All of these things encourage people to go out and enjoy the countryside. If you have a sterile environment and the river becomes just a muddy puddle, nobody is going to want to use it. People are not going to walk beside it, they cannot fish in it, and let us not even talk about canoeists and rowers. I do not think chalk streams are the best environment for them, generally speaking. Also, let us face it, if you talk about canoeists and anglers together, one has visions of people turning up with seconds at dawn on Hampstead Heath with loaded pistols; they do not generally play well together. But they should; they should be co-ordinated. The Government should bring these people together to work together to monitor the water we have. We have just come through an experience where people have discovered open water swimming. You cannot do that in a river that is dangerous and does not have life in it. You can turn it into some sort of slightly unpleasant swimming pool, but it will not have the same effect.

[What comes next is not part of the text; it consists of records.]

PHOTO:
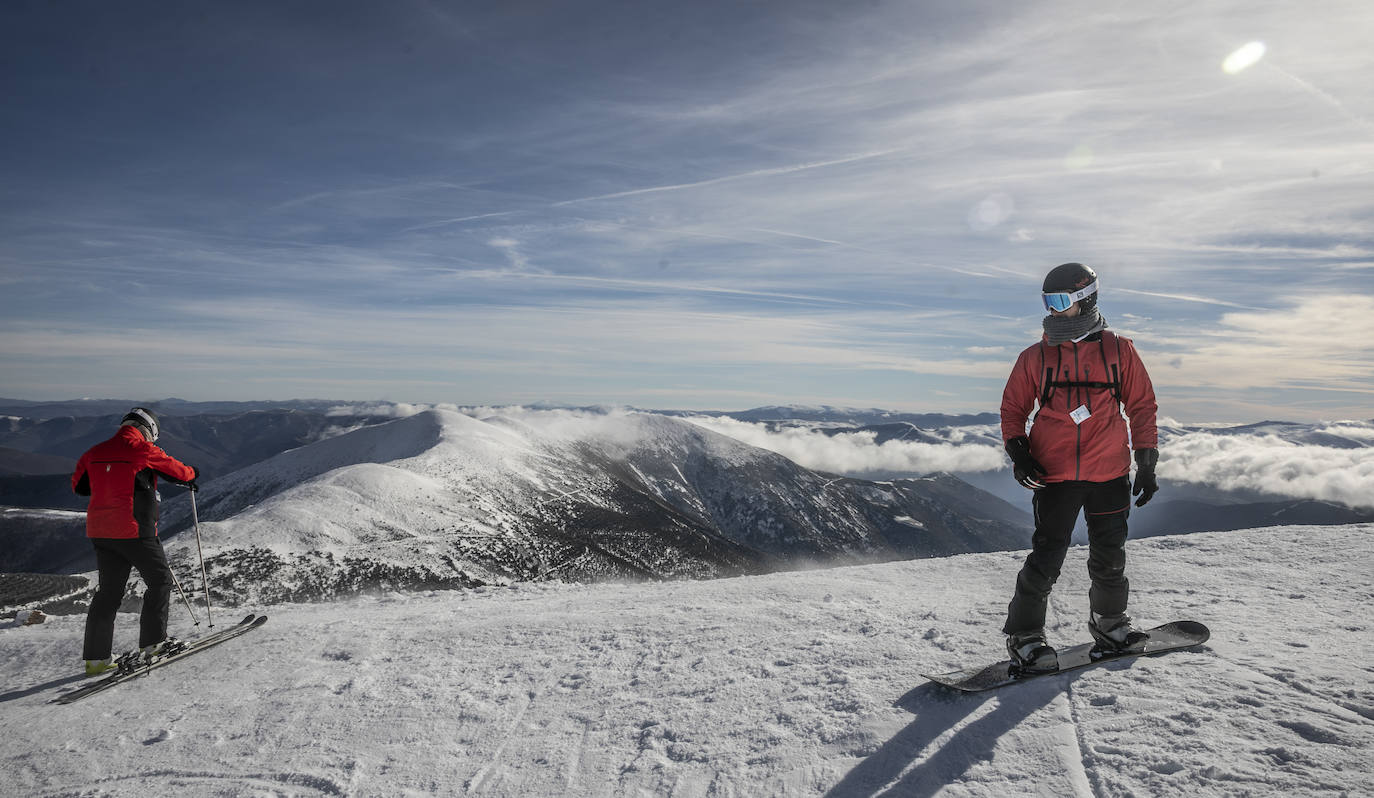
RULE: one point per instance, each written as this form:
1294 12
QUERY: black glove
1024 467
1145 484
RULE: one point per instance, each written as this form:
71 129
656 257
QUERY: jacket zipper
1077 427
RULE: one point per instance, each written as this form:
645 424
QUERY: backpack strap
1109 368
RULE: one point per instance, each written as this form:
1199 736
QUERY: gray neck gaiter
1061 328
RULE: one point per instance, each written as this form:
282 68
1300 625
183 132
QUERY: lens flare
1244 58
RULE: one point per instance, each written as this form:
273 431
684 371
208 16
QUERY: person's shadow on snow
884 773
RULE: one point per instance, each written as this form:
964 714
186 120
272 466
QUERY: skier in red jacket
121 478
1076 458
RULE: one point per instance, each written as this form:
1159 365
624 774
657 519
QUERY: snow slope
785 684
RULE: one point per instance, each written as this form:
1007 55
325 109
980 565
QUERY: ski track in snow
786 684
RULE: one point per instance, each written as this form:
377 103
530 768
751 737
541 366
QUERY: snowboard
248 624
1161 639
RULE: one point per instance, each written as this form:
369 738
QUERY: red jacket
121 477
1090 375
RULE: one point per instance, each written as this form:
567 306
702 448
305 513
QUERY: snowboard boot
98 666
1031 654
1115 633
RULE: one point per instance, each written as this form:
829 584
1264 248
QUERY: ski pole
184 600
195 518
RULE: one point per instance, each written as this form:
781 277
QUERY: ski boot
1031 654
98 666
1115 633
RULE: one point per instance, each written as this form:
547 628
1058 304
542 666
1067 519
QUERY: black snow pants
1057 506
116 558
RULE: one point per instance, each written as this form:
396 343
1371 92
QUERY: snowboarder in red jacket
121 478
1076 458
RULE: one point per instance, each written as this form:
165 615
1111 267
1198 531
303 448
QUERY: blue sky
706 205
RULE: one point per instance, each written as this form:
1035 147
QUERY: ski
248 624
1161 639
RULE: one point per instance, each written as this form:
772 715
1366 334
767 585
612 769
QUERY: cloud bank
858 452
1271 464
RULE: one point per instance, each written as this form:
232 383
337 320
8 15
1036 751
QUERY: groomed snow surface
789 684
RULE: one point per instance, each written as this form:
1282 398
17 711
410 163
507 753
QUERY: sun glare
1244 58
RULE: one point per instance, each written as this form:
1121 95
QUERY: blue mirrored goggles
1061 301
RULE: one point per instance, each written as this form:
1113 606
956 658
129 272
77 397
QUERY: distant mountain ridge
444 499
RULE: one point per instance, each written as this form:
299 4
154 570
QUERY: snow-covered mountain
798 684
449 499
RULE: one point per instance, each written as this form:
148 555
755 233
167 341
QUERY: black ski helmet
1071 279
146 419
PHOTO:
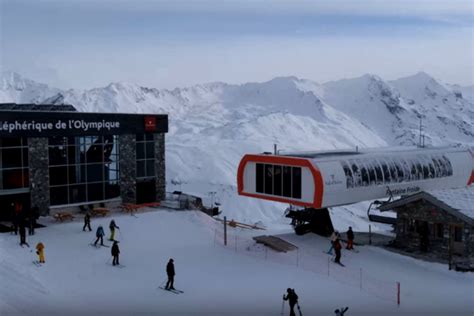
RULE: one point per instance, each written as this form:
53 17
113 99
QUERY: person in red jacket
337 247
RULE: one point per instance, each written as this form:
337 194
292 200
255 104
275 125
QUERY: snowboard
338 263
172 291
98 246
121 266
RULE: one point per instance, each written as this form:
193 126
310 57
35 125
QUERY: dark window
296 182
439 230
287 181
259 178
141 169
457 234
277 176
77 193
95 191
269 179
59 195
150 150
58 175
80 165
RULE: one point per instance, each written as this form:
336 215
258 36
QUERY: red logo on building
150 123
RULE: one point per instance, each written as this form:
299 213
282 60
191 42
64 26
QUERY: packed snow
78 278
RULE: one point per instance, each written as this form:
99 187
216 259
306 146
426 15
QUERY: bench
100 211
62 216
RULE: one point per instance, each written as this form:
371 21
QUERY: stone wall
425 211
38 162
160 170
128 166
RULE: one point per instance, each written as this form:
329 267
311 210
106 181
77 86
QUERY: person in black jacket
115 253
34 214
292 299
171 274
87 222
350 239
23 233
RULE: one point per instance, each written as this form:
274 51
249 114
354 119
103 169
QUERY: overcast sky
165 44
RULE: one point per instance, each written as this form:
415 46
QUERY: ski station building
437 223
52 156
315 181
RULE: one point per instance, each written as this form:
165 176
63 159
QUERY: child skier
87 222
333 239
170 273
112 227
337 247
115 252
100 235
292 299
40 252
350 239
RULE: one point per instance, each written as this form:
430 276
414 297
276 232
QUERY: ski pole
299 309
121 236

The countryside and the rivers in it are a great way of encouraging people to take on the sort of outdoor activity that is of great benefit to so much of the rest of government—not the Minister’s department directly, but the Department of Health and the Department for Education. Do the Government have a coherent plan, or at least some structure, by which they will get these bits of government to talk to each other and work together to get the best out of this? Getting people to talk together in government is always a challenge, because you can punch a hole through a Chinese wall and find another one has been built three yards down the road.

Do the Government have some idea of how they are going to co-ordinate the actions they have taken in bits of legislation recently to make rivers, as part of the countryside, accessible and pleasant? People, generally speaking, do not take exercise in unpleasant environments. Let us face it, very few people go for a casual walk around an industrial estate. If we can get the environment right, with some way of monitoring it to make it somewhere you would go that is engaging, we will encourage this. It helps tourism, the hospitality industry and everything else. Can the Government give us some idea of what their thinking is? Without it, we will have small initiatives going off left, right and centre, not interacting, not getting the benefits and lacking the necessary support and structure.

I hope the Minister will give us at least some idea that some of this is happening, and of who will be leading this. Is the Department of Health giving some suggestions about activity, or is Defra doing something to lead into it? Is the Department for Education coming through, or even the poor little sports section of DCMS, which is now effectively the department for the media? Will they co-ordinate and how will they go through? It will take that sort of pressure and constant observation to get the best out of any strategy, and that is something to which we should all be paying some attention.